HD is the New Standard
For consumers, the transition to HD was about investing in a new HD-capable television. But it all began with HD video cameras. At first not all content was filmed, or broadcast, in HD. But that too has changed. Of course, HD is now the true standard, so it’s easy to forget the difference between old “standard definition” television and modern high definition television. We needed new television sets to view the new HD content that was increasingly being produced and broadcast. And that brings us to HD video cameras
Your HD television would be useless without HD cameras to produce high definition content in the first place. These modern cameras offer unprecedented clarity, detail, and vivid definition. Colors are bright and life-like, and details are so distinct, you can now see an actor’s every wrinkle, blemish, or stray hair. While television screens have certainly grown in size over the years, HD is not about making things bigger than life. It’s about making them true-to-life. In real life, people sometimes have a tiny piece of lint on their clothing.
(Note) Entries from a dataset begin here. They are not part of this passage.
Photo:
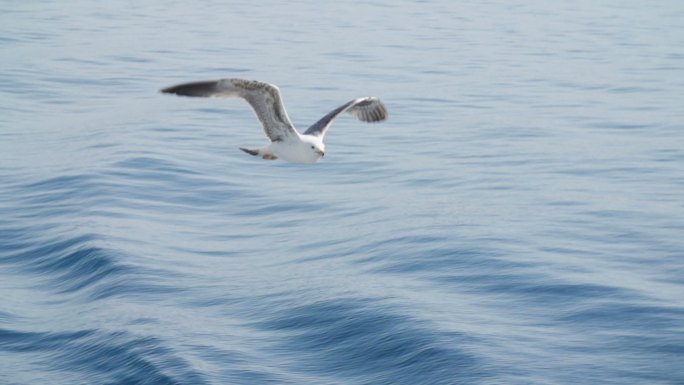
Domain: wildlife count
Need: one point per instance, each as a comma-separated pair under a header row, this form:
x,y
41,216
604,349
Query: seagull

The difference between SD and HD is that now, you can even see the lint.
Video Surveillance Revolution
While that may make things more challenging for actors and directors, it makes modern surveillance technology far more effective. Countless crimes have been solved using video surveillance footage. But many went unsolved in the past, despite primitive surveillance. These old systems simply didn’t provide enough resolution—enough fine detail—to identify a given perpetrator. That’s no longer the case. HD cameras provide remarkable clarity and detail, even at a distance. Many also now feature screen formats that more closely resemble the widescreen format that many of us have grown accustomed to viewing on our HD television sets. Technically, HD provides better resolution because it supplies more information in a given frame of video. Digital images are created by pixels—the tiny dots of light that combine to form an identifiable image on your screen. HD cameras deliver more pixels per square inch, and that means greater detail.
Keeping Pace with Frame Rate
Frame rate per second also matters. Old video surveillance cameras saved space by filming at reduced frame rates. The brain perceives a series of progressive static images as seamless motion when those images are viewed at a rate of at least 24 frames per second. Think of old movie film. It features a series of photographs taken in fast sequence. When viewed in sequence, at a frame rate of 24 or higher, we perceive these images not as photographs, but as a “motion picture”. Most modern HD cameras are capable of supplying that frame rate, or higher, for natural looking video imagery.